Studies have shown that ESD time is related to the location and size of tumors. However, some studies are derived from empirical analysis, and some from univariate analysis[26]. Goto et al[13] investigated 222 early gastric cancers, which were resected with a Flex knife by four operators. Their results showed that location in the upper-third of the stomach, the presence of ulcerative findings, and > 20 mm in size was independent factors affecting ESD time. In the study by Ahn et al[14] complete ESDs were performed by four experts, primarily using an IT knife, for 916 early gastric cancers. The results revealed that proximal location, tumor size greater than 20 mm, submucosal fibrosis, and perforation during the procedure were independent predictors of a longer ESD time. In the present study, the multivariate analysis indicated that ESD time was positively correlated with tumor size, location and adhesion, but negatively associated with proficiency level. The correlation intensity was in the following order: resection area, adhesion, location in the upper-third of the stomach and the proficiency level.

The factors identified by the multivariate analysis can be applied to predict ESD time. However, the determinants are numerous, and some are unpredictable before an operation, including unstable anesthesia, equipment failure, and heavy bleeding. Therefore, ESD time cannot be accurately determined according to the factors identified in the present study. These factors may only be used to predict ESD time and the level of difficulty. These findings suggest that lesions with small size and without adhesion are suitable for the training of inexperienced endoscopists. The resection of lesions with larger size located in the upper to middle stomach should be performed by experienced operators or in the presence of experienced operators. Once it is determined that the predicted ESD time is relatively long, preventive measures should be prepared before operating, with the aim of preventing skin compression and deep vein thrombosis of the lower extremities. With respect to anesthesia, intubation followed by general anesthesia is preferred. Maintaining an open airway helps to assure satisfactory anesthesia status.

Although analysis of clinical information from operations performed by the same operator can exclude the influence of other confounding factors, such as different instruments and operation habits, we only analyzed the data from a single center and therefore the sample size was relatively small. Our experience revealed that the time consumed maintaining hemostasis can affect ESD time.

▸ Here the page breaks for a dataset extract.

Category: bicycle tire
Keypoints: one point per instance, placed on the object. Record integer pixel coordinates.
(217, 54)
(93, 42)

However, this period of time is unpredictable and cannot be accurately recorded. Therefore, it was not used as a variable for analysis.

Taken together, our results revealed that large tumor size, adjacency to the cardia, and adhesion predict a long ESD time, but high a proficiency level predicts a short ESD time. Our results provide reference for the prediction of operation difficulty and ESD time.

COMMENTS
Background

Endoscopic submucosal dissection (ESD) is a therapeutic technique for the treatment of gastrointestinal neoplasms with high en bloc resection rate. However, owing to its technical difficulty, longer procedure time and increase risk of perforation, ESD is not as widely used in China. The procedure time of ESD is the most direct indicator of operation difficulty. An investigation of the determinants of the time required for ESD will offer guidance in predicting operation difficulty.

Research frontiers

Many investigators have shown that ESD time is related to the location and size of tumors. In the present study, the multivariate analysis indicated that ESD time was positively correlated with tumor size, location and adhesion, but negatively associated with proficiency level.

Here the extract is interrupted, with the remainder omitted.